StreamDiffusionをアプリから使う時、アプリ側のプログラムとStreamDiffusionの生成を分離できれば、アプリ側のプログラムの見通しが良くなります。リポジトリのデモでも例が示されていると思いますが（筆者はデモのソースコード殆ど読んでないのでわかりませんが。。。）そのためには工夫が必要です。いくつか手法はあると思いますが、３種類の方法を実装したので、順次公開と説明をしたいと思います。
１）関数化する（クラスでも同じですね）
２）POST/GETによるAPIサーバ化
３）ソケットを使うTCP/IPパケットによるサーバ化
これら以外にソケットを使うUDPなども考えられます。
１回目は関数化の話です。

StreamDiffusionを関数化して使う

これは、公式リポジトリでもラッパーで実装されています。もう少し融通が効いて、改造も出来るよう、独自に実装しました。以下の記事にあるコードの流用で、区切りのいい処理毎に関数としました。

ソースコード全体はこの章の最後に記載しています。

何処を関数にするのか

StreamDiffusionの処理の大まかな流れは以下のとおりです。
１）Diffusersのpipeにモデルをロードする
２）pipeをStreamDiffusionでラップしてStreamオブジェクトを定義
　　このとき、重要なパラメータを同時にラップします。
３）出来たStreamオブジェクトを利用して画像を生成する。
関数に分解する場合は上記３分割が良さそうです。

Diffusersのpipeにモデルをロードする

model_path = "./models/Model/Counterfeit-V3.0_fix_fp16.safetensors"
style_lora_path="./models/LoRA/megu_sports_v02.safetensors"
tensorrt_engine="engines_i2i_t4_non"

def load_model(model_path=model_path):
    pipe = StableDiffusionPipeline.from_single_file(
    model_path).to(
    device=torch.device("cuda"),
    dtype=torch.float16,
    )
    return pipe

引数はmodel_pathのみです。デフォルトは
model_path = "./models/Model/Counterfeit-V3.0_fix_fp16.safetensors"
で定義しています。
この関数はDiffuserでpipeにモデルをロードします。返り値は生成したpipeです。

Streamオブジェクト生成する

生成されたpipeを利用してStreamオブジェクトを準備すると共に画像生成に必要な各種の前処理を行います。以下は引数部分です。pipe以外はデフォルトが設定されているのでアプリからの呼び出しは単純です。

def init_stream(
                pipe,
                init_image=None,
                lora_path:str=style_lora_path,
                lora_preload:bool =True,
                lora_preload_weights:float=0.3,
                cfg_type:str="self",
                t_index_list:list[int]=[32, 45],
                img_size=[512,512],
                lora_load:bool =False,
                lora_scale_weights:float=0.3,
                tensorrt:bool =False ,
                tensorrt_engine:str = tensorrt_engine,
                prompt:str ="masterpiece, best quality",
                negative_prompt:str = "",
                guidance_scale:float = 1.2,
                delta:float = 1.0,
                seed:int = 1
                 ):

非公式LoRAのロード

    if lora_preload:
        #--- 非公式　独自LoRAのロード
        print("lora_path=",lora_path)
        pipe.load_lora_weights("latent-consistency/lcm-lora-sdv1-5", adapter_name="lcm") #Stable Diffusion 1.5 のLCM LoRA
        pipe.load_lora_weights("./models/LoRA/megu_sports_v02.safetensors", adapter_name="papercut")
        pipe.set_adapters(["lcm", "papercut"], adapter_weights=[1.0, lora_preload_weights])
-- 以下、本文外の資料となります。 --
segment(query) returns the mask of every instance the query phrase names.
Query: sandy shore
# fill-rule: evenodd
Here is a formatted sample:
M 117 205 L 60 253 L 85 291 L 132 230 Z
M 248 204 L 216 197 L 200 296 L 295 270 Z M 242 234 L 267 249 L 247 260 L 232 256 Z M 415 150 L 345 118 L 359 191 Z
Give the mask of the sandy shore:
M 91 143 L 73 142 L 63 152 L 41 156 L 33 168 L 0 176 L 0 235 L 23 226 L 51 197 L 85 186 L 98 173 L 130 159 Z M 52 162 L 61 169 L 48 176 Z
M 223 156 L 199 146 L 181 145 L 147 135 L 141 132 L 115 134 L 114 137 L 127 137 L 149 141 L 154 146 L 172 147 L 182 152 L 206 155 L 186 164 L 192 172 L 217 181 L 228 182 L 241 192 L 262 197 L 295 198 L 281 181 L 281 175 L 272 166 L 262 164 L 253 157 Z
lora_preload:bool =Trueの場合に実行されます
（非公式です。私個人の実験の基に実装しています）

Streamオブジェクト生成する

    # ---Wrap the pipeline in StreamDiffusion
    stream = StreamDiffusion(
        pipe,
        t_index_list=t_index_list,
        torch_dtype=torch.float16,
        cfg_type=cfg_type,
        width  =img_size[0], #height/width TensorRT有効のときはサイズに注意　512x512のみ
        height = img_size[1],
    )

StreamDiffusionでpipeをラップしています。引数はinit_stream()から引き継いでいます。

事前計算

生成時に再計算を省くために様々な計算をしておきます。

    # ---IIf the loaded model is not LCM, merge LCM
    stream.load_lcm_lora()
    stream.fuse_lora()

    #---公式　独自LoRAのロード
    if lora_load & (lora_path != "none"):
        stream.load_lora(lora_path)
        stream.fuse_lora(lora_scale=lora_scale_weights)

    # Use Tiny VAE for further acceleration
    stream.vae = AutoencoderTiny.from_pretrained("madebyollin/taesd").to(device=pipe.device, dtype=pipe.dtype)
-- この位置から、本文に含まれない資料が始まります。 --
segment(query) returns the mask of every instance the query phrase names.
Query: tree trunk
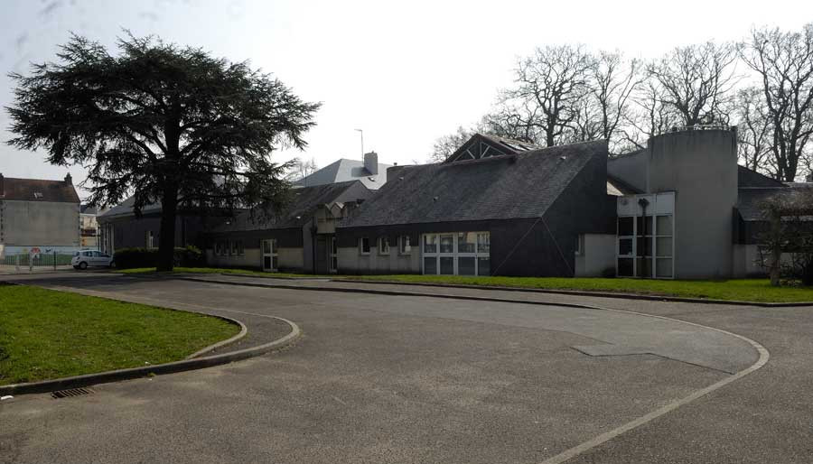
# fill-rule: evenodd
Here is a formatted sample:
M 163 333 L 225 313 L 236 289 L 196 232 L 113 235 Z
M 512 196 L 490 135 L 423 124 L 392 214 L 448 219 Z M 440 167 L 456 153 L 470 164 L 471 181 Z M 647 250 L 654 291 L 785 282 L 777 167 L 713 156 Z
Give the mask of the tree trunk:
M 178 187 L 167 186 L 161 200 L 161 235 L 158 241 L 157 271 L 172 271 L 175 266 L 175 217 L 178 214 Z

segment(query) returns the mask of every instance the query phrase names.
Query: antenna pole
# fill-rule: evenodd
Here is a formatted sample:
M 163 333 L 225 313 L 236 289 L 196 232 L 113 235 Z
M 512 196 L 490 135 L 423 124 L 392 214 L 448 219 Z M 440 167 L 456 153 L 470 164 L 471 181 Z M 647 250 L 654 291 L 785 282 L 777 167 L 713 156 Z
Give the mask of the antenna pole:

    # --- Enable acceleration　いずれかを有効にする　
    if tensorrt==False:
        pipe.enable_xformers_memory_efficient_attention()
    else: # Enable acceleration with TensroRT
        from streamdiffusion.acceleration.tensorrt import accelerate_with_tensorrt
        stream = accelerate_with_tensorrt(stream,  tensorrt_engine,  max_batch_size=4,) #Step=3

    # ---事前計算
    stream.prepare(
                    prompt,
                    negative_prompt=negative_prompt,
                    guidance_scale = guidance_scale,
                    delta=delta,
                    seed=seed,
                    )

    # ---Warmup >= len(t_index_list) x frame_buffer_size
    if init_image is None:
        init_image= Image.new('RGB', img_size, (255, 255, 255))
    for _ in range(len(t_index_list)):
        stream(init_image)

    # ---Streamを返す
    return stream

１）#---IIf the loaded model is not LCM, merge LCM
　　LCM-LoRAをロード
　　#---公式　独自LoRAのロード
　　独自 LoRAをロード
２）---Use Tiny VAE for further acceleration
　　tiny VAEを適用
３）--- Enable acceleration
　　高速化処理。以下のA）かB）のいずれかを有効にします。
　　A)　xformers
　　B)　TensroRT　xformersに比べて２～３倍高速になります。
４）---事前計算
　　ここでも引数はinit_stream()から引き継いでいます。
５） # ---Warmup >= len(t_index_list) x frame_buffer_size
　　パイプのウォームアップ（詳しくは論文参照)
６）---Streamを返す
　　作成したStreamを返します。

i2i生成

def stream_i2i(in_image,stream,prompt=""):
    #start_time = time.time()
    if prompt != "":
        #動的にプロンプトを変える
        prompt=prompt+prompt_list[i]
        stream.update_prompt(prompt)
        
    #画像生成 i2i
    x_output = stream(in_image)
    ximage=postprocess_image(x_output, output_type="pil")[0]
    
    #gen_time=time.time() - start_time
    #print("i-time:",gen_time)
    #print("i-fps:   ",1/gen_time)
    
    #生成画像はpillow
    return ximage

アプリから引数streamを用いて画像を生成します。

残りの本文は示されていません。